Batman: Black & White (Vol. 1)

Batman: Black & White Vol. 1

Batman: Black & White Vol. 1

I love it when Batman is stripped back to his absolute core – a detective on the mean streets of Gotham.

While there’s still a lot of stuff in this volume that takes the Caped Crusader in totally different directions, the majority of the stories rely heavily on the gritty Gotham streets in which Batman uses his intellect to conquer crime.  The absolutely stellar opener, Ted McKeever’s “Perpetual Morning”, is flat out one of the best Batman tales I’ve ever read.  Nominated for an Eisner Award, The Dark Knight conducts an autopsy on a murder victim, internally narrating why he does what he does and how those he had failed live on within him.
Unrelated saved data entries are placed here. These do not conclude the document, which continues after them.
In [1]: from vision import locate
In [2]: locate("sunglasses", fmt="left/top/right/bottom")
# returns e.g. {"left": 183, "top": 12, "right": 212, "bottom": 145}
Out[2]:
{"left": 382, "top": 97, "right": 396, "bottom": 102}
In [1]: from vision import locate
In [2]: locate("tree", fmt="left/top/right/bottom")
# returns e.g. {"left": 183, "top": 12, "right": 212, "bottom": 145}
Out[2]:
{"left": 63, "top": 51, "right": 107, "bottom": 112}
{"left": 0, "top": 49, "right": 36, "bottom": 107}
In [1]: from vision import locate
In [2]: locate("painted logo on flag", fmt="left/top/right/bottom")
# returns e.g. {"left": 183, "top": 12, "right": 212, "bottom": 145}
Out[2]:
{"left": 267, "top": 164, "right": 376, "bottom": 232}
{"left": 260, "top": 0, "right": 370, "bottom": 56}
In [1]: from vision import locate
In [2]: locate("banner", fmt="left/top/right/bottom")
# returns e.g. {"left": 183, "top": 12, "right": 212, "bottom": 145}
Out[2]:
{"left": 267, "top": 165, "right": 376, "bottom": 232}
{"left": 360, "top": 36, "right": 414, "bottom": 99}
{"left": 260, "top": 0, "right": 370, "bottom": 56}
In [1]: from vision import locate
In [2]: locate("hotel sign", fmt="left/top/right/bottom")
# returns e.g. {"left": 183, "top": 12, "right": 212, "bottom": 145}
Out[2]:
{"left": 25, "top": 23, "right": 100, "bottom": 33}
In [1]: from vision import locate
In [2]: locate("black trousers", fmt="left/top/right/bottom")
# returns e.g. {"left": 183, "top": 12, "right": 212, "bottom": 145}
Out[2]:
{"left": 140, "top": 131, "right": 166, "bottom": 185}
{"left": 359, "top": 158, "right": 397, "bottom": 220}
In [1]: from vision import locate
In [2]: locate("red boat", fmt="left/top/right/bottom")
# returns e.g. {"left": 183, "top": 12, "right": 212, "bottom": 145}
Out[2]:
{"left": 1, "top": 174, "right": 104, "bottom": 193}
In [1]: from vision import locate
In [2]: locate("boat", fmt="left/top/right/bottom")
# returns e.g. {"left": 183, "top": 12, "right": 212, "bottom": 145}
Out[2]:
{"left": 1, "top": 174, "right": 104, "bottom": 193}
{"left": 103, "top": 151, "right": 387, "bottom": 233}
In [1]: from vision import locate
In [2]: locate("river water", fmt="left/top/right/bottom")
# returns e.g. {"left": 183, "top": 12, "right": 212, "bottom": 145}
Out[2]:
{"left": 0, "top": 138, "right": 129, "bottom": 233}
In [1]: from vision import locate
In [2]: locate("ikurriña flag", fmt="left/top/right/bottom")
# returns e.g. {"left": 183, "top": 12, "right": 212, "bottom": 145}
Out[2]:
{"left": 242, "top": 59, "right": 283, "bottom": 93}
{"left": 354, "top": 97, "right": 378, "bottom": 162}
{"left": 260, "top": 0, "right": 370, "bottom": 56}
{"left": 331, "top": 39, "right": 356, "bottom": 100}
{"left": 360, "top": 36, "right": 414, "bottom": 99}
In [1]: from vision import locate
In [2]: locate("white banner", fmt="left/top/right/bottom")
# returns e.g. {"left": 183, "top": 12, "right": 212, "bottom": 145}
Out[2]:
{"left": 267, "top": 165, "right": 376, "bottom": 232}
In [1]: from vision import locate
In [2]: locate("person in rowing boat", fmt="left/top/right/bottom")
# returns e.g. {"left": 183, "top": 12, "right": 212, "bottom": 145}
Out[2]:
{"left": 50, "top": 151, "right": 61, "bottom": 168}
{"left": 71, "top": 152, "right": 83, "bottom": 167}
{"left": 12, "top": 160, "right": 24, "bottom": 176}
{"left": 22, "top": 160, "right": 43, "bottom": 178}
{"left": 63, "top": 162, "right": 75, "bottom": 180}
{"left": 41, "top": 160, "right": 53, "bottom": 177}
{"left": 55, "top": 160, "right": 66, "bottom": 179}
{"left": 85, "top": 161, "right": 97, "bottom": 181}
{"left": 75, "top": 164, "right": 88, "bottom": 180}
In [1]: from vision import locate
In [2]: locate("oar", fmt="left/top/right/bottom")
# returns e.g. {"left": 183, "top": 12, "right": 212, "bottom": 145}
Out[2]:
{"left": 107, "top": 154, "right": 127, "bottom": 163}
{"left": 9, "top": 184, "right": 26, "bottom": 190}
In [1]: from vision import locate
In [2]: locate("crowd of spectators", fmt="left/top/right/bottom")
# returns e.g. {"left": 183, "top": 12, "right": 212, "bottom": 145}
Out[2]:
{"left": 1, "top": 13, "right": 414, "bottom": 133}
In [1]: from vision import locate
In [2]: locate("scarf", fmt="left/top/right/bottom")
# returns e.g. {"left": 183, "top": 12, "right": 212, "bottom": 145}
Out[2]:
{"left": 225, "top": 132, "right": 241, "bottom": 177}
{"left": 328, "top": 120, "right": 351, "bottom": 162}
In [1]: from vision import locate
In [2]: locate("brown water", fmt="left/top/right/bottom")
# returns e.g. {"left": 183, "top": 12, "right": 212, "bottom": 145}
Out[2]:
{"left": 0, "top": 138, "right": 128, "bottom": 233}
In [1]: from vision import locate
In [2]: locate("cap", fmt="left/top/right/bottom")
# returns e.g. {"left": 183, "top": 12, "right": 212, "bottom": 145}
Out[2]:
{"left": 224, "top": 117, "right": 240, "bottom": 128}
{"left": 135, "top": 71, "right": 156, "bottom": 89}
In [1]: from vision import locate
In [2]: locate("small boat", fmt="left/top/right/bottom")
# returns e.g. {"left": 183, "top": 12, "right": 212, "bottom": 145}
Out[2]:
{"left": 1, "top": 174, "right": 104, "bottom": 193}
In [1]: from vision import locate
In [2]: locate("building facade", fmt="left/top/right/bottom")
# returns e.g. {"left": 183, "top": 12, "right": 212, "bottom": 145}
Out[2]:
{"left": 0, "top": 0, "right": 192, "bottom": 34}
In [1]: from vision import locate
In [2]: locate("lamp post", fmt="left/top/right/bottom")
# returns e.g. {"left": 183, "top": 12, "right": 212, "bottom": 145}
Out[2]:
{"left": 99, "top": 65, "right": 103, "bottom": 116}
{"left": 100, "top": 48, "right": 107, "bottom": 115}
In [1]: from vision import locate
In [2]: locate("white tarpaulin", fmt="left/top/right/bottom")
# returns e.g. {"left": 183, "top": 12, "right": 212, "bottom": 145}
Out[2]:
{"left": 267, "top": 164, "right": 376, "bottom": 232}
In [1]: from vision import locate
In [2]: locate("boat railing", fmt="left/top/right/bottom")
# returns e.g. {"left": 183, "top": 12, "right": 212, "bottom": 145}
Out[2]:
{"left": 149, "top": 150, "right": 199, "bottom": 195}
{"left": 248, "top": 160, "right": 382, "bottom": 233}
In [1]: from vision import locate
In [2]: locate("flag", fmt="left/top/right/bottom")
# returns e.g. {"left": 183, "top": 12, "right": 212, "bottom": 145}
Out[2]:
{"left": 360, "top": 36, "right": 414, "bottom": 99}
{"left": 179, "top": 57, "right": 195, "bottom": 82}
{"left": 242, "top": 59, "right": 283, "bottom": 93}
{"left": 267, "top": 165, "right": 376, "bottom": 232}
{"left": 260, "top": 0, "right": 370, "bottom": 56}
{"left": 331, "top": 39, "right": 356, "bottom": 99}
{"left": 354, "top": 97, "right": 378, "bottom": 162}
Other standouts include Bruce Timm’s “Two of a Kind”, a tale of Harvey Dent’s attempt at redemption, Neil Gaiman’s amazing “A Black and White World” in which Batman and Joker are actors inside the comic, breaking the fourth wall Deadpool style.  There’s also Bill Sienkiewicz’s strange “Bent Twigs” wherein Batman plays family counselor for a strained father/son relationship.  It’s a strange premise but for whatever reason, it works.

There’s a few duds but the good definitely outweighs the bad here.  I can see why people may have initially been hesitant about the style but it ultimately works when you apply the kind of storytelling that they all seem to share.